30/06/2011

Bellano ou la province universelle

 

Vitali%20Andrea[1].jpgParmi les visiteurs qui débarquent à Bellano, beaucoup viennent pour arpenter les lieux où se déroulent tous les romans d'Andrea Vitali. Ils découvrent une bourgade de 3300 âmes qui somnole, allongée entre la montagne et le lac de Côme. La filature de coton qui employait près d'un millier de travailleurs dans les années 70 est désormais fermée. Et l'écrivain du lieu Tommaso Grossi, dont la statue se dresse solennellement sur la place portant son nom, ne dit sans doute plus rien à personne.

 

 

En revanche, toute l'Italie connaît le nom d'Andrea Vitali. Ses innombrables lecteurs ont foulé en imagination le pavé de Bellano. Ils ont vu la bourgade s'extirper des brumes matinales. Ils ont plissé les yeux devant le lac scintillant sous le soleil. Ils ont traîné sur ses quais, fréquenté ses bistrots, respiré son atmosphère agitée: Bellano est aussi une petite ville de papier que peuplent les personnages romanesques et joyeusement extravagants d'Andrea Vitali.

 

 

Son Bellano n'est cependant plus tout à fait de ce monde. C'est toujours dans le passé que nous entraînent les romans d’Andrea Vitali. Ses deux premiers livres traduits en français, La folie du lac et Avec les olives! (Buchet Chastel, 2008 et 2009), ont ressuscité le Bellano d’époque fasciste. Et La modiste qui vient de paraître ramène au début des années 50.

 

 

Nostalgique assumé, Andrea Vitali cultive ainsi son coin de jardin, plantant ses personnages dans la terre où il est né (en 1956) et qu'il n'a jamais quittée, sinon le temps d'accomplir ses études de médecine à Milan. Ces quelques kilomètres carrés lui suffisent pour faire vivre l’universelle province, paisible en apparence, mais chahutée par des passions trop humaines.


 

bellano[1].jpgEntrer dans un roman d’Andrea Vitali, c’est mettre le pied sur un manège qui va tourner de plus en plus vite.
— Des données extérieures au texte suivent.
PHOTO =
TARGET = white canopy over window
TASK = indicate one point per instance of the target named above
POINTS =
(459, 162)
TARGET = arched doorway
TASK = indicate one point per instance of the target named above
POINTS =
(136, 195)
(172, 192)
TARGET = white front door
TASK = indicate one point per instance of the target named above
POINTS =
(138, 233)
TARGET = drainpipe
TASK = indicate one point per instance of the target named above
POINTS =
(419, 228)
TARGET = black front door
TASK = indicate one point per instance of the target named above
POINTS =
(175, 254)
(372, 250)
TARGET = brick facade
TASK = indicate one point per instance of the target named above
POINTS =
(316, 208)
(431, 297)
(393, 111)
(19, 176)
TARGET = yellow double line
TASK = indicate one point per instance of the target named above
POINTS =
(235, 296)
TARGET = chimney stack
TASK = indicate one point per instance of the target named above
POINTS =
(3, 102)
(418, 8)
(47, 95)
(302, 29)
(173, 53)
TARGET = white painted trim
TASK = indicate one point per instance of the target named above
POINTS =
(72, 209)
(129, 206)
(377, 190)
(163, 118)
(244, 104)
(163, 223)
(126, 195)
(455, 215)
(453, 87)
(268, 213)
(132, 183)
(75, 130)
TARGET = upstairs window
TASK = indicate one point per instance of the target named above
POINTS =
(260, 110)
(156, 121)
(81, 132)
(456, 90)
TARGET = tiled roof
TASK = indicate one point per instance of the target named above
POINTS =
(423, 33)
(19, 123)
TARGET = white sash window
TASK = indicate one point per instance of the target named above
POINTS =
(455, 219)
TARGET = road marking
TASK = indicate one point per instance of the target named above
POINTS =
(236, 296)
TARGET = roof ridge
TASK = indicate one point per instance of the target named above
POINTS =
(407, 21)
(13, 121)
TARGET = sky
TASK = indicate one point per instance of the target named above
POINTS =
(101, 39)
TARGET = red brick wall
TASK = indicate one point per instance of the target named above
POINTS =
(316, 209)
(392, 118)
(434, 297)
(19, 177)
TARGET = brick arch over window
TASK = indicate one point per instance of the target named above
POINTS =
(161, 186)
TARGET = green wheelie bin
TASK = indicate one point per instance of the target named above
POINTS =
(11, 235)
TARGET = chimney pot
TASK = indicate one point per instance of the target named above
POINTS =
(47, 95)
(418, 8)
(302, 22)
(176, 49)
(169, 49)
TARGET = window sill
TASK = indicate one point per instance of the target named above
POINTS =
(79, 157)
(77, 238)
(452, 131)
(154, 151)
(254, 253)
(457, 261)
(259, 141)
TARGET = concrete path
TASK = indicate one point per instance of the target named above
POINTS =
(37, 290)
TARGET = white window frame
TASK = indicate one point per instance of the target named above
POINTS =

Aux premières pages de La modiste, une tentative de vol vient d’avoir lieu à la mairie. A la caserne des carabiniers, cela contrarie le capitaine Carmine Accadi, fraîchement installé à Bellano, qui se débat avec au moins deux autres problèmes. L’un dans ses toilettes où la cuvette se remplit d’une eau noire et malodorante à chaque fois qu’il tire la chasse d’eau. Et l’autre dans sa culotte, le capitaine étant obsédé par les seins de l'appétissante modiste Anna Montani qu’il ambitionne de coucher dans son lit.

 

 

Au milieu de ses robes, chapeaux et dentelles qui la font rêver de Paris, la modiste excite des passions vite déraisonnables. Autour d’elle, les personnages gravitent comme des électrons ivres et déboussolés. Il y a le maire de Bellano. Le correspondant local du quotidien La Provincia. Le veilleur de nuit Firmato Bicicli qui est un parfait crétin…

 

 

On ne s’épuisera pas à vouloir résumer une intrigue qui résiste à ce genre d’exercice. Le roman bondit et rebondit à coups de chapitres brefs et aussi finement découpés que la mortadelle. C’est vif, drôle, truculent, attachant, décoiffant comme le "tivano" ou la "breva" qui soufflent sur le lac de Côme. Régnant sur son petit monde de Bellano, Andrea Vitali possède la grâce des écrivains heureux.

 

 

 

 

20_1363468[1].jpgLa modiste

 

Andrea Vitali

 

Traduit de l’italien par Anaïs Bokobza. Buchet Chastel, 419 p.